Il n'y a rien de pire que d'arriver au départ d'une balade en montagne sous un soleil éclatant et de voir s'assombrir le ciel subitement avec la montée de la mer de nuages, le temps d'enfiler les chaussures de marche. C'est pourtant ce qui nous est arrivé ce matin.
Comme nous sommes à Pralognan, au coeur de la Vanoise et très loin de la maison, pas question de faire demi-tour. Nous ferons la balade prévue et même si nous ne pourrons sans doute pas voler nous emportons les parapentes et aussi le pique-nique afin de patienter là-haut dans l'attente d'une hypothétique amélioration.
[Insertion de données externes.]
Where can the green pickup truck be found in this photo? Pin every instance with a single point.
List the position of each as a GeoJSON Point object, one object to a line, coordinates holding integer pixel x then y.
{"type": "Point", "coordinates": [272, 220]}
Le chemin a été refait et traverse maintenant des barres rocheuses par une impressionnante série d'escaliers en bois entre deux falaises, c'est très ludique.
Au détour d'un lacet, le fond de la vallée apparaît à moitié dégagé entre deux nuages, la fin de l'ascension est une fête ! La mer de nuages se désagrège sur Pralognan ! comme l'avait annoncé la météo ce matin ! Ça n'est plus le triste Stabat mater de Pergolèse qui résonne à mes oreilles mais plutôt l'Ode à la joie ! Le sommet de Napremont où nous sommes a la particularité d'être un belvédère unique sur la Grande Casse, juste en face de nous. L'atmosphère est calme, la vue insolente, nous jouissons de ce panorama unique avec délectation. Mais il est midi et la flamme que nous avons installée donne des signes d'énervement, l'activité thermique se met en place, d'ailleurs quelques coups de vent retors mettent les voiles en chiffon... Ne pas s'énerver. Entre deux boulets de canon, Hélène prend son essor, décollage parfait. Je termine ma préparation et rejoins ma douce sans plus attendre. La mer de nuages a eu la gentillesse de rester en aval de Pralognan, elle est tapie au fond de la vallée à Bozel, prête à engloutir tout aéronef trop intrépide, alors qu'ici le soleil triomphant brille sans partage. Le vol est une gourmandise.
Le terrain d'atterrissage est encore à l'ombre glaciale de la nuit qui tarde à partir de ce côté de la vallée, la faute au Roc de la Valette qui dresse une immense paroi et occulte la lumière. C'est dans un véritable congélateur que nous posons nos voiles, toutefois l'herbe givrée nous permet de plier les parapentes sans les mouiller. Plus haut dans le pré sifflent les canons à neige de la petite station dans l'attente d'une averse qui tarde à venir.